À l’époque, le juge Gabriel De Pokomandy avait débouté Mme Létourneau. En 2012, elle est devant la Cour supérieure du Québec avec derrière elle 1,5 millions de personnes dépendantes du tabac, et qui réclament des réparations autrement plus substantielles et des aveux.
Et qui est revenu hier comme témoin de fait appelé par les procureurs des recours collectifs, après avoir été le témoin désigné par Imperial Tobacco pour des interrogatoires préliminaires à l’actuel procès, en juin et décembre 2008 ? Nul autre qu’Ed Ricard.
M. Ricard a aussi comparu devant la Cour supérieur du Québec en janvier 2002, lors de la contestation judiciaire de la loi fédérale sur le tabac de 1997 par les cigarettiers.
Devant ces faits, et parce qu’il a évidemment lu des transcriptions d’interrogatoires, le procureur Philippe Trudel, qui défend les intérêts des Cécilia Létourneau du Québec, a demandé à M. Ricard s’il avait déjà suivi une formation pour être témoin. Il a dit que ce n’est pas le cas.
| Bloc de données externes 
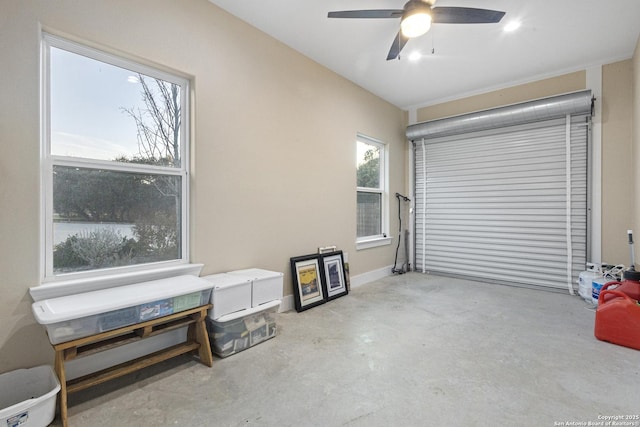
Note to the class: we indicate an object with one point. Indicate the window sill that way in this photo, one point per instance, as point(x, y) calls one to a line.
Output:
point(104, 281)
point(373, 243)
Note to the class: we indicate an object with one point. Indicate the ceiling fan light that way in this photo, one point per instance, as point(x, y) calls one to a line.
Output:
point(416, 21)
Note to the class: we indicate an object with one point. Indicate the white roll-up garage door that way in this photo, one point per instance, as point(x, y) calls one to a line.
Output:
point(507, 204)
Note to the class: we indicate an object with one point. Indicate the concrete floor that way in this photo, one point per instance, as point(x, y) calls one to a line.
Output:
point(409, 350)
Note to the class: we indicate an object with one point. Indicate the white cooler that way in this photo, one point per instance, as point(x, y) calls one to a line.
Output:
point(230, 294)
point(266, 286)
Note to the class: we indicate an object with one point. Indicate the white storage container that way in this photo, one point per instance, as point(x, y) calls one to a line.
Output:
point(266, 285)
point(230, 293)
point(243, 329)
point(28, 397)
point(76, 316)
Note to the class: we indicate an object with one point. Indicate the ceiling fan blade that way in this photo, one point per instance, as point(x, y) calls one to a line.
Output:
point(396, 46)
point(370, 14)
point(465, 15)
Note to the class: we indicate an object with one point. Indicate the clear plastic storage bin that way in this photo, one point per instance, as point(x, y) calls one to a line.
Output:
point(243, 329)
point(80, 315)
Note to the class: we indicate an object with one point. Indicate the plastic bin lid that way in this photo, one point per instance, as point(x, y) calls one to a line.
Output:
point(247, 312)
point(223, 279)
point(85, 304)
point(256, 273)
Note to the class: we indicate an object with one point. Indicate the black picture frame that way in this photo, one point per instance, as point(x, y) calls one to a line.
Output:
point(308, 288)
point(334, 277)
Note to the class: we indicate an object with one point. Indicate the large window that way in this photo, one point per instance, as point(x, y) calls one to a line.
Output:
point(114, 163)
point(372, 190)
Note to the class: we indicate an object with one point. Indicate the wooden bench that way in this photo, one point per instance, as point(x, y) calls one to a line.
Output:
point(197, 341)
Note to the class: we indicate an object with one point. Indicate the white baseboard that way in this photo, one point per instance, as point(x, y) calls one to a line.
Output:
point(370, 276)
point(287, 304)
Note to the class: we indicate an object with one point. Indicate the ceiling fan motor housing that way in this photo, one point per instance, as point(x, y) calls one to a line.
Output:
point(416, 18)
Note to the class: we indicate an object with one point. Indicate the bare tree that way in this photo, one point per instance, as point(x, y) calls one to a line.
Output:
point(159, 123)
point(158, 133)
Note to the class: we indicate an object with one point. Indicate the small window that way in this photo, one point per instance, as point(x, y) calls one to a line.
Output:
point(371, 189)
point(114, 163)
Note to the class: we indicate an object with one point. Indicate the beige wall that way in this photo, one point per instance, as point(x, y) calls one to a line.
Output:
point(636, 151)
point(526, 92)
point(273, 153)
point(617, 173)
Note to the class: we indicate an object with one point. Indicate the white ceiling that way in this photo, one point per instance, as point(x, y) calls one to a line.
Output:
point(556, 37)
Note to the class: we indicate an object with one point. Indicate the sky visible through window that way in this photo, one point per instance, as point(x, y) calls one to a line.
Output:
point(87, 116)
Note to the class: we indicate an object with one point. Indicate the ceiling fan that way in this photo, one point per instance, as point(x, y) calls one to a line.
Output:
point(417, 17)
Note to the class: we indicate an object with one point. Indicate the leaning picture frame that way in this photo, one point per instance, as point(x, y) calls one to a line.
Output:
point(308, 290)
point(334, 277)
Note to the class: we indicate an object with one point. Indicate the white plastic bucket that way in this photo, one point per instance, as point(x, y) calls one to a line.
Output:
point(585, 282)
point(596, 287)
point(28, 397)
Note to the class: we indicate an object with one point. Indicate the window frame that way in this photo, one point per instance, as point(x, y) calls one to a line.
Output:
point(371, 241)
point(48, 161)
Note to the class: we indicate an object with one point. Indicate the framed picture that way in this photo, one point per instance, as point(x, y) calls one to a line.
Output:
point(334, 275)
point(307, 282)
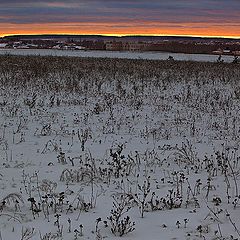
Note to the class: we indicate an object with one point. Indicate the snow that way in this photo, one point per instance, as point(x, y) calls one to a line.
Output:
point(113, 54)
point(176, 128)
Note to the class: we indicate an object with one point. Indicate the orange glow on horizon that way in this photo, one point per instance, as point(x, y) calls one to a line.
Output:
point(148, 28)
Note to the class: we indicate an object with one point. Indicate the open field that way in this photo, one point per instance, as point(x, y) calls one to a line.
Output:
point(100, 148)
point(115, 54)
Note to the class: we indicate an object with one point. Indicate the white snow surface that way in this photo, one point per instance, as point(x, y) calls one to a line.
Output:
point(179, 136)
point(115, 54)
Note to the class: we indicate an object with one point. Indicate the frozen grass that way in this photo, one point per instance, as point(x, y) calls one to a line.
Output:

Après une journée complète de comparution, le témoin n’a toujours manifesté aucune arrogance, condescendance ou suffisance, observées chez plusieurs autres témoins. Il n’a pas cherché à faire rire, ni affiché une gueule de dictateur chilien un mauvais jour. Il n’a pas cherché à faire s’apitoyer le tribunal sur son sort.
Reste à voir si la partie demanderesse pourra en tirer quelque chose de neuf, sur ce que sa compagnie pensait en terme de dépendance, par exemple.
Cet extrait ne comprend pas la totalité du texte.